Are you wondering how I have such ability to explain the process so clearly? For so many years, I had great practice at it. I did this daily, and I didn't even know that I was doing it. It was just the way I processed life. I am so grateful to be able to say that my "smiles box" is so much fuller these days than my "sad box". I wish I could say I didn't even own a "sad box"...but sometimes it will rear it's ugly head and beg me to pick up that pen and record a bad circumstance, or even worse, to recall one from the past. That box would love nothing more than to be full of life's wrongs, and for me to sit on the floor and wallow in self pity with all my little scraps of paper scattered around me on the floor. The "sad box" wants me to be a bottom dweller, feasting on nothing more than a plate full of lies.

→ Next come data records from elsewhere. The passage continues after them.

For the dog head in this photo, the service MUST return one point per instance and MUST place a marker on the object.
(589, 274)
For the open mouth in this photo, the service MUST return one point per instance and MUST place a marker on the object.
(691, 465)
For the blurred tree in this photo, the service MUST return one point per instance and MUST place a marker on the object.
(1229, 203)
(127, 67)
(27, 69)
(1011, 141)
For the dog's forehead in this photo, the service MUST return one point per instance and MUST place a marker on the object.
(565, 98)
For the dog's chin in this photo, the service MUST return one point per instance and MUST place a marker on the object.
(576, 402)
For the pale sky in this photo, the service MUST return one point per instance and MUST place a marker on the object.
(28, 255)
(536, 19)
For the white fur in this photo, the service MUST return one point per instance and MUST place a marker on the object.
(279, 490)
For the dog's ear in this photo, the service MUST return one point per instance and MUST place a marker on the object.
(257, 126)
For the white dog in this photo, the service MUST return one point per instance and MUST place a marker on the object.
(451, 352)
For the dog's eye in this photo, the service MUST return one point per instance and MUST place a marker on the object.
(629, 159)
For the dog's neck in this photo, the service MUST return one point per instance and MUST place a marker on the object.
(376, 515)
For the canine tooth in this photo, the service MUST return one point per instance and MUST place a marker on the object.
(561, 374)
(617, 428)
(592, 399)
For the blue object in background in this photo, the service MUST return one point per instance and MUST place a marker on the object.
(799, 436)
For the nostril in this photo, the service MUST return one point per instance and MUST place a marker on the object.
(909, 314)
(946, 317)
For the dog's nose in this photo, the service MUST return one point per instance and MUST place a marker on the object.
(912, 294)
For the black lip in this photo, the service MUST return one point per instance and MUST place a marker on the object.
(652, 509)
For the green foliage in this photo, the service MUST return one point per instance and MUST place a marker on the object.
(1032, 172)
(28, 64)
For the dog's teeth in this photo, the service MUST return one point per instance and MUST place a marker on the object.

I was reminded this week about two guys that had every reason in the world to carry around a "sad box". Unfortunately, even if they had wanted to, they would not have been able because their hands were in chains and they had been severely flogged and beaten. Paul and Silas innocently sat deep within the walls of a highly guarded prison cell, after having been publicly beaten without a trial. And though their theoretical "sad box" could have been full, they sat praying and singing hymns to God, and God loves to reward such faith. His ways are many and He rewards each of us differently, but for Paul and Silas, he shook things up by sending a violent earthquake breaking every one's chains. By their faith, they were free, and so are you. You are free to not carry around your "sad box". It is nothing but a heavy linked chain that you are dragging around with you, and friend...may I be so bold as to say that it doesn't look very pretty on you. And you should further be reminded that Jesus is walking right beside you saying "You know you don't have to carry that thing around with you, right? You know I have already broken that chain, right?". Won't you close up your "Sad Box" and start living in the truth that Jesus has already packed full a "Smiles Box" for you...and you don't even have to do anything to earn it. The box is a gift from your Father, that He has freely given His children.


Amy

7 comments:

Unknown said...

What a wonderful idea for a project!!!
SMILE :)

Richella Parham said...

Boy, did I need to read this today. Thank you, Amy, for sharing your heart.
It really means a lot to me. God used this post of yours in a powerful way.

Vanessa said...

Thank you for sharing this Amy as it is something I have struggled with for years! God has been breaking some of these holds on me as I have sought Him to help me release some of those ways in which I perceive I have been "wronged". My record of wrongs I have kept rolling around in my mind and everytime something new would happen it would bring back all of those past hurts and offenses. And yet God, in His graciousness, has made me realize who has really been in the wrong! He keeps no record of my offenses and forgives me when I ask and yet I can't do the same for others? And my offenses to Him are certainly worse than anything anyone has done to me! Anyway, thanks so much for the reminder this week as I so easily 'slip up' and fall back into my old ways! :-)
Vanessa
http://southerninmyheart.blogspot.com

Liz Barnett said...

I wonder if you know that God makes you write this stuff just for me :)

Val said...

I truly love this. Every home needs a smile box.

Crystal said...

I needed that kick in the rear right now!! My favorite line was the one about the chain not looking so pretty on me! You have such a way with words that go straight to my heart. Thank you.

Kat said...

I love this post. You are such a gifted writer. It also reminded me of a gift that I made my mother a few years ago. I filled a box with 100 written memories of my mother. Each carefully folded piece of paper contained a special moment between my mother and I through the years. My husband wanted to be a part of it, as well, and wrote some of his own to include. The wish was that when she was having a day where she may need a reminder of the joy she brings to us that she could open the box, pull out a memory and feel the love.